Accumulators are typically associated with blowout preventers (BOP) in order to temporarily cease well bore operations, gate valves in order to control fluid flow and to divert various fluids to surfaces or other subsea locations, as well as hydraulically actuated connectors and similarly associated devices. Pressurized fluid is typically an oil or water based fluid with increased lubricity and corrosion protection.
Currently accumulators come in various styles, but most share the same underlying operative principle. This principle involves pre-charging each accumulator with pressurized gas to a pressure which closely approximates the minimally anticipated operative pressure, which often approaches the ambient temperature of the environment in which the accumulator will be used. By pre-charging an accumulator fluid may be optionally added to the accumulator, increasing the pressure of the pressurized gas and the fluid. Fluid introduced into the accumulator is therefore stored at a pressure at least as high as the pre-charged pressure and is capable of doing hydraulic work.

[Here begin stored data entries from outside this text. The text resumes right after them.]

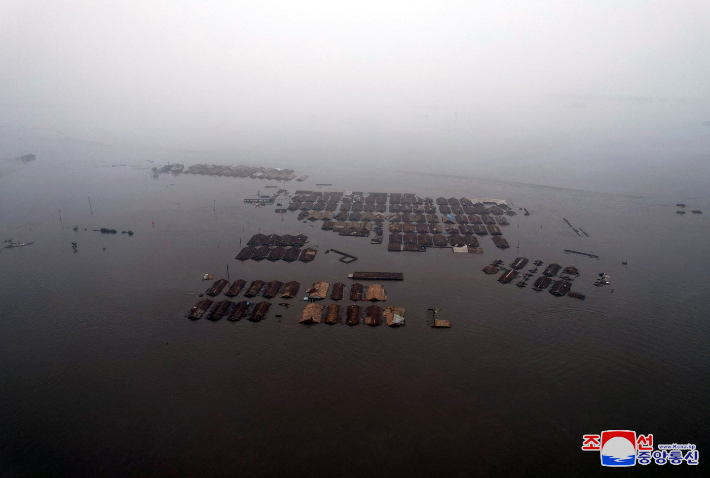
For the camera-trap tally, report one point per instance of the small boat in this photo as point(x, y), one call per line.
point(18, 244)
point(603, 280)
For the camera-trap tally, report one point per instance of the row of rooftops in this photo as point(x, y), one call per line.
point(393, 208)
point(276, 240)
point(403, 218)
point(394, 198)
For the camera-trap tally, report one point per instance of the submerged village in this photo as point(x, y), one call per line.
point(404, 223)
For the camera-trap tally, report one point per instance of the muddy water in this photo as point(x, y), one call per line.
point(103, 375)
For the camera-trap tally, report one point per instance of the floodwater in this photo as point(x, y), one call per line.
point(103, 375)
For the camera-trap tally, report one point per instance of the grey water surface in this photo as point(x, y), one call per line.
point(103, 374)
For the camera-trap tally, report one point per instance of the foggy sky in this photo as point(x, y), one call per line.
point(463, 84)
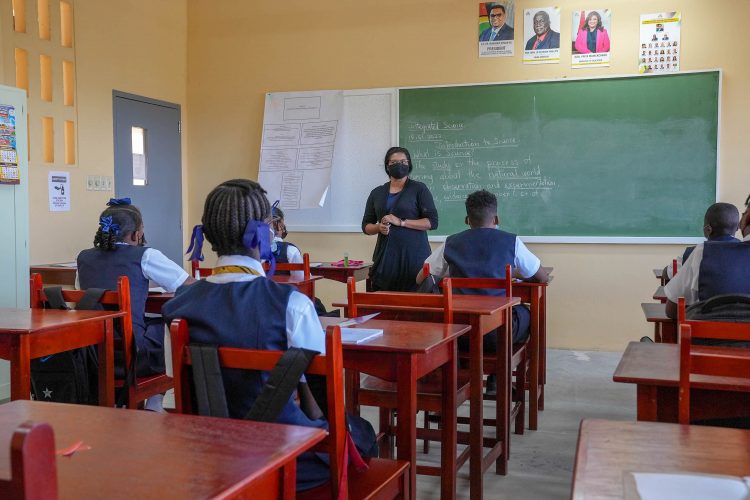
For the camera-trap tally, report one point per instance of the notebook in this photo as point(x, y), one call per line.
point(359, 335)
point(651, 486)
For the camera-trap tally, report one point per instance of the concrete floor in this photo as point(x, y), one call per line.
point(579, 385)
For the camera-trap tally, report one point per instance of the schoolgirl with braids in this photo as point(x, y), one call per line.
point(119, 250)
point(237, 306)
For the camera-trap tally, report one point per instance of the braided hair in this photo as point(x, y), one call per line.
point(229, 206)
point(127, 217)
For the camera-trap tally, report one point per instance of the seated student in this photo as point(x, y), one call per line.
point(119, 250)
point(714, 267)
point(716, 227)
point(237, 306)
point(483, 252)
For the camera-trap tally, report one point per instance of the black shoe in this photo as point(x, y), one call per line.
point(491, 387)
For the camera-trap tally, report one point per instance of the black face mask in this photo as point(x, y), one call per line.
point(398, 170)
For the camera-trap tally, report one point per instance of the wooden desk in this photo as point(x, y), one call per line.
point(607, 449)
point(404, 353)
point(655, 369)
point(336, 273)
point(139, 454)
point(55, 274)
point(484, 314)
point(665, 328)
point(304, 285)
point(26, 334)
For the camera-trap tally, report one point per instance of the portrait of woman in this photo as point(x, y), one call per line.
point(592, 37)
point(399, 212)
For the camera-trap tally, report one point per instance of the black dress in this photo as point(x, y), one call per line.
point(399, 256)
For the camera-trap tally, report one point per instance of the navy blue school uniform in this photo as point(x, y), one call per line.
point(252, 312)
point(484, 253)
point(99, 268)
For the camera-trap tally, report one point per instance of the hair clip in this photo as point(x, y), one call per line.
point(196, 244)
point(107, 226)
point(118, 201)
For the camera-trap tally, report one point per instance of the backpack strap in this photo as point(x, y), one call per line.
point(54, 298)
point(90, 300)
point(209, 385)
point(281, 383)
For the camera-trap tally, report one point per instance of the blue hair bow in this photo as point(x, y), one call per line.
point(196, 244)
point(258, 235)
point(107, 226)
point(118, 201)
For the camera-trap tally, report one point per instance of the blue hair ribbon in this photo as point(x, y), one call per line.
point(196, 244)
point(258, 235)
point(118, 201)
point(107, 226)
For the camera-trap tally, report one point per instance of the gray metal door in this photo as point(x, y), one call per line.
point(148, 167)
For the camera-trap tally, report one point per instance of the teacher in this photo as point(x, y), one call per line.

Accumulators are often styled to operate in a bladder, piston, or float type fashion. Bladder types open employ an expandable bladder which separates gasses from fluids. Piston types use a piston which translates along an axis to separate fluids from gasses. Float types use a float to provide a partial separation of fluid from gas and closing of a valve when the float approaches the bottom. This in turn prevents the escape of gas.
Pilot Accumulators are typically pre-charged with gas at approximately ambient pressure plus the minimum working pressure of the circuit. As accumulators are used in deeper water, the efficiency of conventional accumulators is decreased. In 1000 feet of seawater ambient pressure approximates 465 pounds per square inch. Thus, in order for an accumulator to provide a 500 psi differential at 1000 ft. depth, it is required to be pre-charged at 732.5 pounds per square inch. At about 4000 feet of depth, ambient pressure is approximates 930 pounds per square inch, requiring an initial pre-charge of 1430 pounds per square inch, when only 500 pounds per square inch is required for operations. And at 10,000 ft, these numbers are 4,650 plus 500 psi. This is problematic because cylindrical design often requires thicker walls, stronger end caps, tighter welds, and stronger materials merely to accomplish an operative working environment. When higher working pressures are employed, larger deviations in translational pressure shifts occur. This requires stronger sealing mechanisms and more accurate gauges. When pressure variants are introduced into the environment, often being cold water, even more extraneous pressure is required to get an accumulator to operational status. For example subsea accumulators are often exposed to very cold temperatures after being pre-charged which causes them to lose pressure.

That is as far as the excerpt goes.